Examination support materials
BI approved exam calculator
Bilingual dictionary

Permitted examination support materials for written examinations are detailed under examination information in the student portal @bi. The section on support materials and the use of calculators and dictionaries should be paid special attention to.

Re-sit examination
It is only possible to retake an examination when the course is next taught. The assessment in some courses is based on more than one exam code. Where this is the case, you may retake only the assessed components of one of these exam codes. All retaken examinations will incur an additional fee. Please note that you need to retake the latest version of the course with updated course literature and assessment. Please make sure that you have familiarised yourself with the latest course description.

Additional information
Honour code.
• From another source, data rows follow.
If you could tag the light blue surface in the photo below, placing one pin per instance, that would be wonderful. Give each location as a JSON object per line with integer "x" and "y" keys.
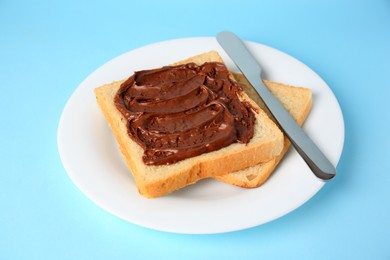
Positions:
{"x": 48, "y": 48}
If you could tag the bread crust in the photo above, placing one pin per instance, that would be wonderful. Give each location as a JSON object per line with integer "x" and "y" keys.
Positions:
{"x": 298, "y": 102}
{"x": 156, "y": 181}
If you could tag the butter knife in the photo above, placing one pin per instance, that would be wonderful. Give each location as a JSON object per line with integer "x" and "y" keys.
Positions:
{"x": 315, "y": 159}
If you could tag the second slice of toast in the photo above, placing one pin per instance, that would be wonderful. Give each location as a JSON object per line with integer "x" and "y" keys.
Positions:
{"x": 155, "y": 181}
{"x": 297, "y": 101}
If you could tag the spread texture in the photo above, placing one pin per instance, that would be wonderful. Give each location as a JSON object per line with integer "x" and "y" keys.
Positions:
{"x": 179, "y": 112}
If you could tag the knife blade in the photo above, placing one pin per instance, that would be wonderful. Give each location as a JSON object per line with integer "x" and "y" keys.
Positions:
{"x": 248, "y": 65}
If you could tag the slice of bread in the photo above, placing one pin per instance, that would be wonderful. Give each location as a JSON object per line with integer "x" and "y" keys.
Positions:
{"x": 156, "y": 181}
{"x": 297, "y": 101}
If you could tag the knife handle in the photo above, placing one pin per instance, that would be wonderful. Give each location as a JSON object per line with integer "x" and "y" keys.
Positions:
{"x": 315, "y": 159}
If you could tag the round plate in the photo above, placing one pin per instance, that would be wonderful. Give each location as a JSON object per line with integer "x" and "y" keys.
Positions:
{"x": 92, "y": 159}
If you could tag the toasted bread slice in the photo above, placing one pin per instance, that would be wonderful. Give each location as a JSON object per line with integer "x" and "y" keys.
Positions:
{"x": 156, "y": 181}
{"x": 297, "y": 101}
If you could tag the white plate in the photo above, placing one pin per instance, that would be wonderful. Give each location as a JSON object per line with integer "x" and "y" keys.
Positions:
{"x": 92, "y": 159}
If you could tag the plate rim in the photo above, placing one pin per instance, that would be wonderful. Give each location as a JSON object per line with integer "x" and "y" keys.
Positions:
{"x": 86, "y": 192}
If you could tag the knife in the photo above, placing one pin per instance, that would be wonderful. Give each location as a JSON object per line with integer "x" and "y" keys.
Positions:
{"x": 315, "y": 159}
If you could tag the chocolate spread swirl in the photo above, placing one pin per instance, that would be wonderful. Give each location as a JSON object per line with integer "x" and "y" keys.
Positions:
{"x": 179, "y": 112}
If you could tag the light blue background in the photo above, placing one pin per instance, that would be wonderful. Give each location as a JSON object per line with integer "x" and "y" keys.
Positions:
{"x": 48, "y": 47}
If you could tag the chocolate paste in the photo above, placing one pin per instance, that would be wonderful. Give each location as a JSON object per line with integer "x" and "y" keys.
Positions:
{"x": 182, "y": 111}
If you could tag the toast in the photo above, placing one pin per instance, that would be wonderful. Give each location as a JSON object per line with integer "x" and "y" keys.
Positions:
{"x": 157, "y": 180}
{"x": 297, "y": 101}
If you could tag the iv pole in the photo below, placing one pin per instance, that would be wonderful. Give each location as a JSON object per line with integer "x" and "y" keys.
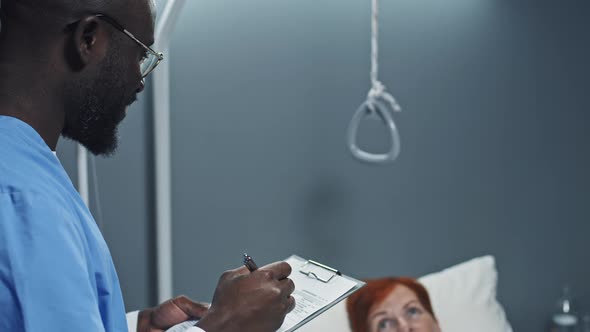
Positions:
{"x": 161, "y": 95}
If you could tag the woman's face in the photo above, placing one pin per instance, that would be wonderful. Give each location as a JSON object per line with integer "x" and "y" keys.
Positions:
{"x": 401, "y": 311}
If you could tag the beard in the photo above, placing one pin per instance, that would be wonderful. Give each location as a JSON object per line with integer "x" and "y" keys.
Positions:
{"x": 96, "y": 106}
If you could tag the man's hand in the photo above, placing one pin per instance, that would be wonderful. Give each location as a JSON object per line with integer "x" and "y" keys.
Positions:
{"x": 253, "y": 302}
{"x": 170, "y": 313}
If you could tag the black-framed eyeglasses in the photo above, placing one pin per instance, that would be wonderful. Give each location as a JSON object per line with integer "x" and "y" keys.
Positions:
{"x": 150, "y": 60}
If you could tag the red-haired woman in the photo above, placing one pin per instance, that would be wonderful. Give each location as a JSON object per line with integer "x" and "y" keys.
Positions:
{"x": 391, "y": 305}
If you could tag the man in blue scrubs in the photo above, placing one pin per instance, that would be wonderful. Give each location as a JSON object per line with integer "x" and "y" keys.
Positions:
{"x": 71, "y": 68}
Academic honesty and trust are important to all of us as individuals, and are values that are integral to BI's honour code system. Students are responsible for familiarising themselves with the honour code system, to which the faculty is deeply committed. Any violation of the honour code will be dealt with in accordance with BI’s procedures for academic misconduct. Issues of academic integrity are taken seriously by everyone associated with the programmes at BI and are at the heart of the honour code. If you have any questions about your responsibilities under the honour code, please ask. The learning platform itslearning is used in the teaching of all courses at BI. All students are expected to make use of itslearning.